Let $T=\{p:p\ prime,\ p\equiv -1(mod\ 6)\}$. Suppose $T$ is finite. Since $T$ is nonempty ($5\in T$), we can define $S_0$, the product of elements in $T$. Now consider $S=6S_0-1$. Since $S\equiv -1(mod\ 6)$, $q\vert S$ for some $q\in T$. But for all $p\in T$, $S\equiv -1(mod\ p)$, a contradiction.

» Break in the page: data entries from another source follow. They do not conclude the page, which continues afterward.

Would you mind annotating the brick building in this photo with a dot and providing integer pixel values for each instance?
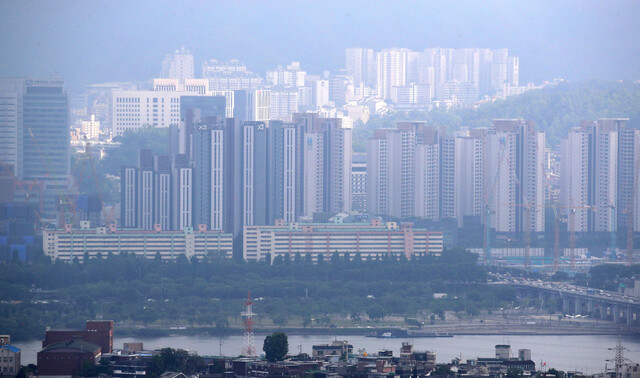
(67, 358)
(98, 332)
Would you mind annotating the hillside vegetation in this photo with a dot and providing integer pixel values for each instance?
(555, 110)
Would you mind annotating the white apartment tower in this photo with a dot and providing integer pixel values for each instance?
(514, 177)
(178, 65)
(598, 170)
(383, 172)
(360, 64)
(427, 179)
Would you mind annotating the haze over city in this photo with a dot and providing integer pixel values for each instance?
(222, 189)
(85, 42)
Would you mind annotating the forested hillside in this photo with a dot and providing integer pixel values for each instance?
(555, 109)
(211, 293)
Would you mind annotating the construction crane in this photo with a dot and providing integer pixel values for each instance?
(88, 155)
(613, 234)
(487, 219)
(556, 238)
(630, 210)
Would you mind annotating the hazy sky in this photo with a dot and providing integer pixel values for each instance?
(93, 41)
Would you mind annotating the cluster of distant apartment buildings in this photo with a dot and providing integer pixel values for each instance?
(372, 82)
(248, 151)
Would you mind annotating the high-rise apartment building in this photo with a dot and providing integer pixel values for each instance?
(514, 156)
(324, 165)
(427, 184)
(291, 76)
(91, 128)
(359, 182)
(360, 64)
(283, 103)
(451, 74)
(45, 139)
(178, 65)
(182, 199)
(599, 161)
(11, 131)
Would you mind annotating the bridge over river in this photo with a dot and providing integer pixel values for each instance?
(579, 300)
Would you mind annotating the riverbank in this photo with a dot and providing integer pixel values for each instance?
(462, 328)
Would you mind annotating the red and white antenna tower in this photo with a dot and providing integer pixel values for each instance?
(249, 348)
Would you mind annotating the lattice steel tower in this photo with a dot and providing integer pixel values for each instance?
(249, 347)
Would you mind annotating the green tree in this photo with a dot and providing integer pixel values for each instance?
(276, 346)
(514, 373)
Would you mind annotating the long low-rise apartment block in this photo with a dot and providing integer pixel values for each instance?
(67, 244)
(322, 240)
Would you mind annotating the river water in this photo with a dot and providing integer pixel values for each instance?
(585, 353)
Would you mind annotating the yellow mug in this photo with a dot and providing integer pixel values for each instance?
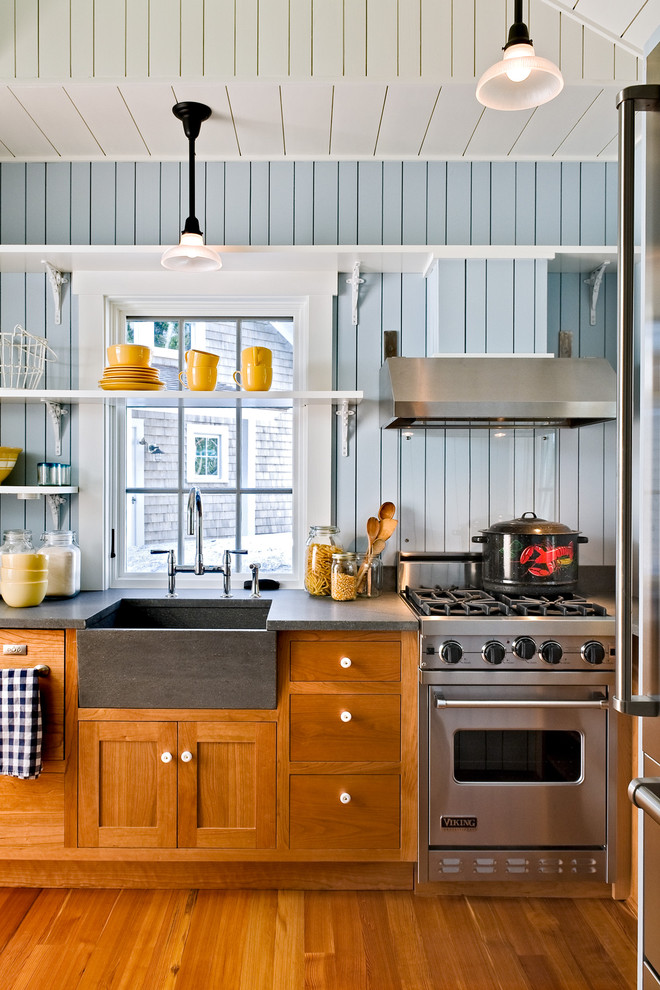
(200, 378)
(256, 374)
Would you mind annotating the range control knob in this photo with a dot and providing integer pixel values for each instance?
(493, 652)
(451, 651)
(593, 652)
(524, 648)
(551, 652)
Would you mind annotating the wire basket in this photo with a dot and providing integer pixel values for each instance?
(23, 358)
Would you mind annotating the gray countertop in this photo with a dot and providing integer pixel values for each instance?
(289, 610)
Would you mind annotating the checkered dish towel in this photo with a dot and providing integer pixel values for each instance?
(20, 723)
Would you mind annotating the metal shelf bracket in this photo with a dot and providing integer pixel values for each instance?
(594, 282)
(57, 280)
(344, 412)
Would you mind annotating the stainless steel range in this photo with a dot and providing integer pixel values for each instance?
(517, 746)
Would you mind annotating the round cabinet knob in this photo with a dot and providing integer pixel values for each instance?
(551, 652)
(493, 652)
(593, 652)
(451, 651)
(524, 648)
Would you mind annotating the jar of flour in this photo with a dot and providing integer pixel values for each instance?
(63, 554)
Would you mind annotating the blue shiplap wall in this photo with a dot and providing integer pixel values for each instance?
(445, 486)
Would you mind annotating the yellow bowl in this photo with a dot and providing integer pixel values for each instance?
(135, 354)
(25, 594)
(22, 561)
(8, 457)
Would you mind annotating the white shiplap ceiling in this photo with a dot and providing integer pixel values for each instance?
(292, 79)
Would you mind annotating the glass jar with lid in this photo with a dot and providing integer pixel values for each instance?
(343, 577)
(63, 554)
(17, 541)
(322, 542)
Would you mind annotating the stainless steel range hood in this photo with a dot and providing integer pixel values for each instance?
(494, 391)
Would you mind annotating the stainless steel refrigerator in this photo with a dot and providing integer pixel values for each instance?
(638, 515)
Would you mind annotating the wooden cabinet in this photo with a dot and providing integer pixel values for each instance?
(163, 784)
(349, 724)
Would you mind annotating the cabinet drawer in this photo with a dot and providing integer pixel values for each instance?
(43, 646)
(346, 811)
(345, 727)
(345, 660)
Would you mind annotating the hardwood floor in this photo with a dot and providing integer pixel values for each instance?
(295, 940)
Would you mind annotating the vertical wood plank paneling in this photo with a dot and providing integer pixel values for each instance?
(436, 203)
(480, 205)
(125, 203)
(281, 203)
(137, 38)
(348, 202)
(303, 203)
(192, 38)
(459, 176)
(237, 203)
(54, 40)
(502, 197)
(392, 202)
(525, 203)
(370, 203)
(382, 39)
(499, 307)
(147, 203)
(548, 202)
(58, 203)
(165, 39)
(12, 202)
(475, 306)
(325, 202)
(109, 39)
(570, 203)
(414, 199)
(215, 203)
(81, 206)
(592, 200)
(273, 35)
(219, 55)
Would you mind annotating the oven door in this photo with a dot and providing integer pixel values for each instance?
(517, 766)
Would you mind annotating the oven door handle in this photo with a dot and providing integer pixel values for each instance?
(441, 702)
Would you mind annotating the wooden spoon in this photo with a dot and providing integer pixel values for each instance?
(386, 510)
(386, 528)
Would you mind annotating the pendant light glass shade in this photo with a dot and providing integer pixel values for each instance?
(522, 79)
(191, 254)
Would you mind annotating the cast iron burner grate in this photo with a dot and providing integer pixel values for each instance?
(474, 601)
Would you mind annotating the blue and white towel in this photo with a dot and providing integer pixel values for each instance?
(20, 723)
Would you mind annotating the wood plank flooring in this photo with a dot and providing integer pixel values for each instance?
(295, 940)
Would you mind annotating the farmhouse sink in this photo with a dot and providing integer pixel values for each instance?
(166, 653)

Therefore $T$ is infinite.
11a. We can define a function which computes $\pi(n):$

$$f(n) = s=0; for(i=1,n,if(isprime(i),s++)); s$$

which gives $\pi(2001)=303$.
11b. For $x=2001$, $x/log(x)\thickapprox 263$, so the values differ by about $40$.